La météorologie moderne est née d'un naufrage lors de la guerre de Crimée (1853-1856). Le 14 novembre 1854, une violente tempête fut à l'origine de la perte de 38 navires de commerces; 400 marins périrent dans cette catastrophe. Ceci amena le Ministre de la guerre à charger l'astronome Urbain Le Verrier (1811-1877) de trouver les causes de ce désastre. Le Verrier est considéré comme le père de la météorologie moderne. En effet, il découvre que les événements météorologiques en un lieu donné sont le résultat d'un déplacement, à l'échelle planétaire, de phénomènes physiques. Le Verrier s'aperçoit que la tempête existait déjà le 12 novembre mais à un autre endroit : le Nord Ouest de l'Europe. Elle s'est donc déplacée en trois jours vers Sud Est. Le Verrier décide alors de mettre en place un réseau qui permettrait de localiser les événements dangereux pour mieux s'y préparer . En 1865, le réseau européen compte déjà 59 stations. Les différentes mesures effectuées démontrent que les variations des caractéristiques du temps qu'il fait (température, vent, précipitations etc.) sont liées aux variations des mesures du baromètre. On établit alors des cartes où l'on trace des lignes isobares. On constate que le vent se déplace parallèlement à ces lignes. Or le vent est le moteur des nuages. On en déduit que leur déplacement est entièrement déterminé par la connaissance des lignes isobares. C'est le début de la prévision météorologique. Simplement les résultats ne sont pas concluants. Ceci s'explique par le fait que les observations de l'époque ne sont pas complètes:-elles sont effectuées au sol. Or ce sont les vents d'altitude qui déplacent les nuages, ces vents ne soufflant pas dans la même direction que ceux aux sol.
-on ne tient pas compte du relief , qui a une influence sur la caractéristiques du vent.
Des améliorations furent donc nécessaires pour l'application de cette méthode appelée "chemin de fer", qui fut utilisée jusqu'en 1970:
- on a pris en compte le relief.
- des stations météorologiques sont placées dans les navires pour mieux connaître le temps au-dessus des océans.
- les pilotes de ligne fournissent des renseignements sur leurs conditions de vol. Le rôle de l'altitude est alors mis en évidence.
- des ballons sonde sont lâchés à partir de 1900 afin d'avoir des informations sur l'humidité, le vent et la température en altitude.

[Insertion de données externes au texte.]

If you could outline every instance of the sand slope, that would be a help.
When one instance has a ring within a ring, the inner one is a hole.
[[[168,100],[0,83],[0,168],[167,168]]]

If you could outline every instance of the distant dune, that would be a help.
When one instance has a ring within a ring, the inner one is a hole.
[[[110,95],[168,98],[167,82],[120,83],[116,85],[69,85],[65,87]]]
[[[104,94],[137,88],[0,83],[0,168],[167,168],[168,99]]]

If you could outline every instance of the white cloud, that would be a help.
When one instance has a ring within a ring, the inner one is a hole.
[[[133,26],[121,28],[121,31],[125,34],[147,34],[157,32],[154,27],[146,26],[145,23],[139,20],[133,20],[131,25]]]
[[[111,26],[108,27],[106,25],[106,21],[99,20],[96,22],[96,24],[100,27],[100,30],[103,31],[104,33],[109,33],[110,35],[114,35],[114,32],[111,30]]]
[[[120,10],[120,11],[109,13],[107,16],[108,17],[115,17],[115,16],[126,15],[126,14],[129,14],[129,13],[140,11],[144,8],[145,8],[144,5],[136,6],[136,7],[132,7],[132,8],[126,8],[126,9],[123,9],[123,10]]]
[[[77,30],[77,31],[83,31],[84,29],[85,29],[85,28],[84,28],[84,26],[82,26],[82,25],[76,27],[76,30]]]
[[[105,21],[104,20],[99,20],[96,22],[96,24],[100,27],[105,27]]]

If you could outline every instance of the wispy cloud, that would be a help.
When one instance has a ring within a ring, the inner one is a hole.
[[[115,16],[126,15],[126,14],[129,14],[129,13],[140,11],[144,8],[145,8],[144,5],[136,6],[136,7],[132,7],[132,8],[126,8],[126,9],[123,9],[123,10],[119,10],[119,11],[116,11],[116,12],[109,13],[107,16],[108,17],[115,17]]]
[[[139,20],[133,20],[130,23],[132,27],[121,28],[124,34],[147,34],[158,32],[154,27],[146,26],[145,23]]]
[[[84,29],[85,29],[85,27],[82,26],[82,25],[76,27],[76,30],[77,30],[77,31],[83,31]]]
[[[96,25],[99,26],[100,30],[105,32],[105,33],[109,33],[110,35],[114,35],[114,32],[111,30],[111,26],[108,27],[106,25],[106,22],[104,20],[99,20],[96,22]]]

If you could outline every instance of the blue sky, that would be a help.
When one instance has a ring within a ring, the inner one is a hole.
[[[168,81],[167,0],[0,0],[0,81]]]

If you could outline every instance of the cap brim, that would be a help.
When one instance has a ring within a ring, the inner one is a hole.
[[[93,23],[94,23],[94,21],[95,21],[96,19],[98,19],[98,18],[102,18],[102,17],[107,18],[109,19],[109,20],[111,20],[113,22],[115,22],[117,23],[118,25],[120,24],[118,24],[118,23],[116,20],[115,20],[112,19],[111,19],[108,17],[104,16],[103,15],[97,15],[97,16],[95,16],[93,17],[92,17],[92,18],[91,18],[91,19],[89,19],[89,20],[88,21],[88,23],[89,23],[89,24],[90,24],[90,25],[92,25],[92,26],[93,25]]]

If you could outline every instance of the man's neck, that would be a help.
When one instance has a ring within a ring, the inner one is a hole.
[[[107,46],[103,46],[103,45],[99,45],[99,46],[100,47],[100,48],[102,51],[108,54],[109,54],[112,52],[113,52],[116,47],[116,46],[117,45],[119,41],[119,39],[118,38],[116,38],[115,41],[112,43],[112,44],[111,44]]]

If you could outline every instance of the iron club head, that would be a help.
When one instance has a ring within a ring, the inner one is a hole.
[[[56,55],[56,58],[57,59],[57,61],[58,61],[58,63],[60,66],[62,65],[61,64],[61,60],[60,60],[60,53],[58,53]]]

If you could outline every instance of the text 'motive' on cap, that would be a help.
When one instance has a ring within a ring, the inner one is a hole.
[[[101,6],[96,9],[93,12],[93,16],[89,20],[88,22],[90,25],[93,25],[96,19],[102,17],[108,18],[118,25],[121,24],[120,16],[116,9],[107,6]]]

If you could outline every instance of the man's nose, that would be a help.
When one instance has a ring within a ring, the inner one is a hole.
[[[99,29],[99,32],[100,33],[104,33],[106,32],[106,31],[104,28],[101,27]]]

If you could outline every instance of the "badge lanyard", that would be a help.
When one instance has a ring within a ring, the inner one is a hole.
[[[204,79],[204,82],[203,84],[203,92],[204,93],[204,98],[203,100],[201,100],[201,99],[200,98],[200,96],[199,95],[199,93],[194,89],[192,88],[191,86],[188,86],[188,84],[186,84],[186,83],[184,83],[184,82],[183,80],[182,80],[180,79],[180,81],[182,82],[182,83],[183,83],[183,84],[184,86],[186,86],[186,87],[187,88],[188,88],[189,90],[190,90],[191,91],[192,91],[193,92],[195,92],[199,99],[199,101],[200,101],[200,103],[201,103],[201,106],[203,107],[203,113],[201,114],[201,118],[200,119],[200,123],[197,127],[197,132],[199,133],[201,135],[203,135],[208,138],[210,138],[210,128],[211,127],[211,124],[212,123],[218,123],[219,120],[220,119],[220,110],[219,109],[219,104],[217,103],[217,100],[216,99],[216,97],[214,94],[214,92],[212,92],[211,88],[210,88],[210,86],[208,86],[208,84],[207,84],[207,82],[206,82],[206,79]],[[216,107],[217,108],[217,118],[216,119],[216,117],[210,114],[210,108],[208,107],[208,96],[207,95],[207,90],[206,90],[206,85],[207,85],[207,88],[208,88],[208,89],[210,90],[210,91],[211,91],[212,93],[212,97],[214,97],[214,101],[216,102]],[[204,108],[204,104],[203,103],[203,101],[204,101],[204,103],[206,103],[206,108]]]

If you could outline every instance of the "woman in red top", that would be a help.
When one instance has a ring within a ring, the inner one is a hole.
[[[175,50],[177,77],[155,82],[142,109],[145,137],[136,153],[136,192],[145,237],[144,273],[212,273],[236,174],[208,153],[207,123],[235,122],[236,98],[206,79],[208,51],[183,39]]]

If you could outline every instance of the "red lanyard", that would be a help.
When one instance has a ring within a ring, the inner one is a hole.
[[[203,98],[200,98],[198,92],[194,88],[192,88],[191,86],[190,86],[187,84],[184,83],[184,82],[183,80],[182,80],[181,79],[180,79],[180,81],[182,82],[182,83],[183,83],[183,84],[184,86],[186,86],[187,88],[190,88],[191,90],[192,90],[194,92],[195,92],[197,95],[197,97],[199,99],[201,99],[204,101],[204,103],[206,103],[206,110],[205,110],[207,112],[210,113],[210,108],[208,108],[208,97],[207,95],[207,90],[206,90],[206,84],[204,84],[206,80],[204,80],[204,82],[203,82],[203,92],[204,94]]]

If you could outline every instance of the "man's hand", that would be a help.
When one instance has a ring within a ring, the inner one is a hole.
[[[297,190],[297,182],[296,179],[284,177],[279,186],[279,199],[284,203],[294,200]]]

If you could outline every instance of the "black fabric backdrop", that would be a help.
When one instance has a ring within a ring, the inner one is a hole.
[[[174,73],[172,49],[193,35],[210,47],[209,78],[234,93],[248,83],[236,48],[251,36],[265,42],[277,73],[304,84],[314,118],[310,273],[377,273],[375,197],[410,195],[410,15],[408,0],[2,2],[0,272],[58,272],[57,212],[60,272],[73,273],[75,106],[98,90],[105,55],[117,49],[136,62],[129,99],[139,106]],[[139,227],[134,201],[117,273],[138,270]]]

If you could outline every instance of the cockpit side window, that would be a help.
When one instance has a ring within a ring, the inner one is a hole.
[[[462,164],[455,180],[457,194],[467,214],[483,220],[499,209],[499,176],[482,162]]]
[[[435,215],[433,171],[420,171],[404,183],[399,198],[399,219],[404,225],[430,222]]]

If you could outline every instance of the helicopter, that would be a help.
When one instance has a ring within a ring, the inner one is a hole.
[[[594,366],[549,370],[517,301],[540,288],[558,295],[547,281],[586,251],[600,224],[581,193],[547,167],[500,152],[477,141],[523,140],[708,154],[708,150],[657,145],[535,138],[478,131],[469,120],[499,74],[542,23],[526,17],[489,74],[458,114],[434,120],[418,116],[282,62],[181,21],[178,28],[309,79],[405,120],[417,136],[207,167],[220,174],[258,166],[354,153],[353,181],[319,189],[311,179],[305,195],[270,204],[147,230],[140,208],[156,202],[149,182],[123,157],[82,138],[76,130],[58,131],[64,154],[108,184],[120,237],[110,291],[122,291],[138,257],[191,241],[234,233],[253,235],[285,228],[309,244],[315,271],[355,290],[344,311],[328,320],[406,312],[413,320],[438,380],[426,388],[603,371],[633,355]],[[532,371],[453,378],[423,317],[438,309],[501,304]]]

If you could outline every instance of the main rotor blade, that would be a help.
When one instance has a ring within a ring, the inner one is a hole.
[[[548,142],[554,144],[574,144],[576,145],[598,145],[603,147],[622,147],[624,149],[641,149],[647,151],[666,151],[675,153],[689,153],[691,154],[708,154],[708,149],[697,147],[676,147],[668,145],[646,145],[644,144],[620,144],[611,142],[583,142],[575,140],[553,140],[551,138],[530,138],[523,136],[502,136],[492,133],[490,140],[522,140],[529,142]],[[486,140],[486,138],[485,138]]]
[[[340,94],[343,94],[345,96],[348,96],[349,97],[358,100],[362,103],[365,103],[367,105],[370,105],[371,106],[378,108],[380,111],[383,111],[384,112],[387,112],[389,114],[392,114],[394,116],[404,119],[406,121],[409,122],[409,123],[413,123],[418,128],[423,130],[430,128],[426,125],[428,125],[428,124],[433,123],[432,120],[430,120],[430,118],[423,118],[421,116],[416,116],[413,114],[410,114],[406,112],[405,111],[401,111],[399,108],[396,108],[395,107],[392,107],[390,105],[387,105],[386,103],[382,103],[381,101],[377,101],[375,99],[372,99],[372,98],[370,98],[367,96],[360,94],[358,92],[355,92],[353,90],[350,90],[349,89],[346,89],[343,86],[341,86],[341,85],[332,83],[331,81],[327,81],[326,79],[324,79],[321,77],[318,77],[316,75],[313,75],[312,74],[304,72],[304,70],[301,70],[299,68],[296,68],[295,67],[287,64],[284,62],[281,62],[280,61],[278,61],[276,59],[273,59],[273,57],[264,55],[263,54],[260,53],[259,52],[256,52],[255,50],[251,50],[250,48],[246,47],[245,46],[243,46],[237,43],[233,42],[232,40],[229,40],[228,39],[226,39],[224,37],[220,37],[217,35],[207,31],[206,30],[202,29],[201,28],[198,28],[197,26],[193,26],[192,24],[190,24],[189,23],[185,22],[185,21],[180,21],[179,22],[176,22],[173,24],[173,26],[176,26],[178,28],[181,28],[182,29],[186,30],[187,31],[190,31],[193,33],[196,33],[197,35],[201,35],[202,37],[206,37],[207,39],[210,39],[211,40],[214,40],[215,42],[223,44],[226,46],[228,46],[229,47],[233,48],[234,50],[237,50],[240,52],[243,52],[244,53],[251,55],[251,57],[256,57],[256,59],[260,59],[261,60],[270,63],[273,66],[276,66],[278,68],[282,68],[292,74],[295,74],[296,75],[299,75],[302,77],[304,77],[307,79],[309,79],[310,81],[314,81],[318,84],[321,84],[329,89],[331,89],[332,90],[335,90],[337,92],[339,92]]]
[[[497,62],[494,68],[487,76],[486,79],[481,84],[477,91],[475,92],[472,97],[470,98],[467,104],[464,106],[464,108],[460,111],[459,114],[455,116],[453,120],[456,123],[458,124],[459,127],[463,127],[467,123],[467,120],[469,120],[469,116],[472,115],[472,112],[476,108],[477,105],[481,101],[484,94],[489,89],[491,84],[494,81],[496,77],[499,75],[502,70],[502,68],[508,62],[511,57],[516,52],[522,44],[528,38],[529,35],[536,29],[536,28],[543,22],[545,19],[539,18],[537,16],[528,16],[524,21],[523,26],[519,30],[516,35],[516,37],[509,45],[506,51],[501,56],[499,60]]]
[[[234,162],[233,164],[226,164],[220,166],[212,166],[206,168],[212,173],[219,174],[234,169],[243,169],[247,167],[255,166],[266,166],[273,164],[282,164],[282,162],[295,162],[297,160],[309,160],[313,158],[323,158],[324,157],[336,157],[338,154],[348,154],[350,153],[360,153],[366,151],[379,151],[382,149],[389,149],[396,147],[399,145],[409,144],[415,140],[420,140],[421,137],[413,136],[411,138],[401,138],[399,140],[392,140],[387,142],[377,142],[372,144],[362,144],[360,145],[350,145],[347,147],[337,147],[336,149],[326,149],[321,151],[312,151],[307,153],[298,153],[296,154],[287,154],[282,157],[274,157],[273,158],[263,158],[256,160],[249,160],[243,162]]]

La naissance de la prévision numérique
Au début du XXe siècle, un météorologiste norvégien, Bjerkness, eut l'idée d'étudier l'atmosphère à partir des lois de la thermodynamique et de la mécanique des fluides. Durant la première guerre mondiale, Richardson, un scientifique anglais mit en pratique cette idée. Il passa de longues années à effectuer d'énormes calculs dont le résultat fut un échec total dû à la méconnaissance, à l'époque, de techniques de calcul adéquates. L'idée fut alors abandonnée.
En 1939, Rossby, un météorologiste suédois simplifia les équations, ce qui facilita les calculs, en plus de l'utilisation du calcul électronique. L'idée de Richardson fut développée à la fin de la seconde guerre mondiale. En 1949, Von Newman, un scientifique américain, donna les premiers résultats satisfaisants du calcul numérique appliqué aux lois atmosphériques.
Dans les années 60, les progrès de l'informatique permirent le développement de la prévision numérique, seule méthode utilisée de nos jours.